A Collaborative Effort
Rather than replace chefs entirely, the company decided to create a robot that could work alongside kitchen employees. Zito said he was surprised to learn chefs and other food service workers were eager to embrace intelligent technology in their work environment.
“When we sat down and started talking to chefs and started talking to cooks and talking to our customers, they all said, ‘What’s taken you guys so long?’” Zito said. “We saw a great opportunity to kind of take this new technology, adapt it and bring this to an oft-overlooked class of worker to make them more productive and leave them free to focus on that artistry of cooking.”
To that end, Zito said he believes the idea of automation replacing human workers may be exciting, but misguided. Rather, he imagines robotics, AI and Internet of Things technology developing as tools that humans — in jobs and at home — will use to make their lives easier and more efficient.
“I put my hat in the collaborative camp,” he said. “We tend to ascribe some personification when we call it a ‘robot’ but, if we think of it as collaborative, then it’s really just what AI has always been for us, and that’s augmentations and assistance for what we’re trying to achieve. Technology is really something that multiplies our efforts rather than [replaces] them.”
Further than Food?
For now, Miso Robotics is focused on bringing the robot fully to market (currently, its only client is CaliBurger) and making Flippy into the best burger flipper it can be. Zito noted, however, that the AI and Internet of Things aspects of the robot mean it is adaptable and capable of learning tasks.
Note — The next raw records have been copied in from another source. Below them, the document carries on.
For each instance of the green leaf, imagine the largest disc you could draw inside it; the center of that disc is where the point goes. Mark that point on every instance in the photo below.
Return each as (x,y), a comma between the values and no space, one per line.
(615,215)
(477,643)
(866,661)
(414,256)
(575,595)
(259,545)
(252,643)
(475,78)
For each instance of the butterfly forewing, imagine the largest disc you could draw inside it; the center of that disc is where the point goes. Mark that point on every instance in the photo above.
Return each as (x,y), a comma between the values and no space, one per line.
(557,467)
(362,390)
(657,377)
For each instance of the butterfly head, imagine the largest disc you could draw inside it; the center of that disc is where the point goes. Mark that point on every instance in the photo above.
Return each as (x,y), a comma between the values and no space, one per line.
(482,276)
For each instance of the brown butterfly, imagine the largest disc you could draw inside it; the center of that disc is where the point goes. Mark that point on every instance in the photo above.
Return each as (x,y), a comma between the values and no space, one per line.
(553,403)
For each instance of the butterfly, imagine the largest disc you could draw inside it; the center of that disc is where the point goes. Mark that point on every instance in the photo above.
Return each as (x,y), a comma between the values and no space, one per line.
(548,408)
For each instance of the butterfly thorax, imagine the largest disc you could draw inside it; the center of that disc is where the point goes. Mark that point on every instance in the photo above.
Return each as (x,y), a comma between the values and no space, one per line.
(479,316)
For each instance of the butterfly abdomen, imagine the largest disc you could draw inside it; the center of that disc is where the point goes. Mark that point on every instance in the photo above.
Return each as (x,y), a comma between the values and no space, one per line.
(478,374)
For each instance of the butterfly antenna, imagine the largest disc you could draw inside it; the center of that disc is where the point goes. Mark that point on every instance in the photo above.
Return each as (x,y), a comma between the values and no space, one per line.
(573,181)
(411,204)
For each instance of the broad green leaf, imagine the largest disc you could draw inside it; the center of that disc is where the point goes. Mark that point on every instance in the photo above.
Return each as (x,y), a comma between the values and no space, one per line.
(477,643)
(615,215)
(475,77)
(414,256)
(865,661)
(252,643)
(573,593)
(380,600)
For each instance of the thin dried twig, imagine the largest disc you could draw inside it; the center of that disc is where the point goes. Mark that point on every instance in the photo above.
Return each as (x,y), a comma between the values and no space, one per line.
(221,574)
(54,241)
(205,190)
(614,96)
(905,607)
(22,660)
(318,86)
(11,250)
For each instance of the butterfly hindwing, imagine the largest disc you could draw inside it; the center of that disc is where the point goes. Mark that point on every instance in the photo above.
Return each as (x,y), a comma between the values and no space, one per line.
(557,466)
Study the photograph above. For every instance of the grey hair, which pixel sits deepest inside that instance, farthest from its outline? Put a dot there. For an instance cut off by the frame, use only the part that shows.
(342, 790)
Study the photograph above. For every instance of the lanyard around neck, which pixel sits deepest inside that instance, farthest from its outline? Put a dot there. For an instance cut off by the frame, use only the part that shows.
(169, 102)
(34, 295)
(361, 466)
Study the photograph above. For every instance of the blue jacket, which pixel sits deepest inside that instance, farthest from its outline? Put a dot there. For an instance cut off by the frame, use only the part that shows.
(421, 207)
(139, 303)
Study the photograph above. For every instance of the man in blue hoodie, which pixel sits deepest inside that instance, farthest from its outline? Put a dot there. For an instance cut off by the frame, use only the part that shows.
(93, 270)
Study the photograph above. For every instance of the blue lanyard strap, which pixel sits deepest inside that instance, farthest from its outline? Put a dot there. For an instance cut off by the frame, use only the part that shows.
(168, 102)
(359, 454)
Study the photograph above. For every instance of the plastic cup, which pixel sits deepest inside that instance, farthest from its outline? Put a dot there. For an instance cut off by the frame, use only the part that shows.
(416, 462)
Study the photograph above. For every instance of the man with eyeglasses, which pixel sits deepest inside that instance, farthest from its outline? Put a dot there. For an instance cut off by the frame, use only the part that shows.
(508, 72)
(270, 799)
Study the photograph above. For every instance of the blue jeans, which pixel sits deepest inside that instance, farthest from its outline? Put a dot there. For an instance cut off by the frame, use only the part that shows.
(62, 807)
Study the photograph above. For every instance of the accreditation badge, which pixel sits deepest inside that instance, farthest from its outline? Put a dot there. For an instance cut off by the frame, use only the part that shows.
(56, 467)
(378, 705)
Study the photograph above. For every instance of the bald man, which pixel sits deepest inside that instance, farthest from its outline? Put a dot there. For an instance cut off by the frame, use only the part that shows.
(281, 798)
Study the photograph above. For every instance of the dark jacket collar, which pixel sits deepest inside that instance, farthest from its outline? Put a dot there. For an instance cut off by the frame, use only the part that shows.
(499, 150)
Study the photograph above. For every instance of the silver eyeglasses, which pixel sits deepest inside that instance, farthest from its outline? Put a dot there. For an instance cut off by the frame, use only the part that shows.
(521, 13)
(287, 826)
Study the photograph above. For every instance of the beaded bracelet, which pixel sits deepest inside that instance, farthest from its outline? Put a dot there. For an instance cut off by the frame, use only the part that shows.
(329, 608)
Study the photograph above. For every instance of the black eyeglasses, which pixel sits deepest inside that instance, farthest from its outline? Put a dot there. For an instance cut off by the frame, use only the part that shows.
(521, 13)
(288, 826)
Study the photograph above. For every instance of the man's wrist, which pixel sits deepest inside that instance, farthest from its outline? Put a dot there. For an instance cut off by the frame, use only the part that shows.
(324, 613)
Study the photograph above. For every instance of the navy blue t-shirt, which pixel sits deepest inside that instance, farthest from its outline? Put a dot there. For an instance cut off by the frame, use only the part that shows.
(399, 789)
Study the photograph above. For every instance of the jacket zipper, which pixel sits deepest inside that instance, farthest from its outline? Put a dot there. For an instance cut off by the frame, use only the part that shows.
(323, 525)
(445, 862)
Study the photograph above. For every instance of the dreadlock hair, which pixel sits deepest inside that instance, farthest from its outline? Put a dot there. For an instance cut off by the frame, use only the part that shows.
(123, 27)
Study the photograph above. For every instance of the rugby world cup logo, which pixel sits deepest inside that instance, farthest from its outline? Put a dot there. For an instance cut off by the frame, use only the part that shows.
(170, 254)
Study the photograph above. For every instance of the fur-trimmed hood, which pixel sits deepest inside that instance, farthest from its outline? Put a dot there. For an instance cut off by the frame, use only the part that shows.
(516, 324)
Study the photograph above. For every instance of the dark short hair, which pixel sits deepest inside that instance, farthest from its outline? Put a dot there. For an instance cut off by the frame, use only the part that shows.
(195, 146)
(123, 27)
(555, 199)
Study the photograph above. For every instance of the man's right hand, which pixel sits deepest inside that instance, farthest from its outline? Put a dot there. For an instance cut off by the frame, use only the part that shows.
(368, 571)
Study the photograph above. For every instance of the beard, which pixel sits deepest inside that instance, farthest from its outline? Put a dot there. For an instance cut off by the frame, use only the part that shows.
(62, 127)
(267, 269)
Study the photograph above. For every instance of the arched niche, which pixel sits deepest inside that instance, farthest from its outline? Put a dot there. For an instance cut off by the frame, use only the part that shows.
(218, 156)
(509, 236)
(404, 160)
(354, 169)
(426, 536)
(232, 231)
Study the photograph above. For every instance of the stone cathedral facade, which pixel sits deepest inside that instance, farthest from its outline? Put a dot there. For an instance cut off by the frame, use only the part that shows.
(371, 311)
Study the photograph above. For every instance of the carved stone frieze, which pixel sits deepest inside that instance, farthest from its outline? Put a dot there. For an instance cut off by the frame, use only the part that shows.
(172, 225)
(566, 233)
That could include kitchen work like slicing potatoes or onions, but Zito isn’t limiting his vision to food service exclusively. He said he also hopes to dispatch the smart technology in other commercial environments, which he thinks is entirely possible due, in large part, to that same adaptability.
And, by this reasoning, a robot building your burger could be just the beginning — after all, even the largest companies in the world typically start small, Zito pointed out. He then gave an example of a well-known company and compared Flippy to its early endeavors.
“The entrepreneur in me would be remiss if I didn’t say that Amazon started with books. So, I certainly think that down the road the technology we’re using to solve these problems could be broadly applicable,” said Zito.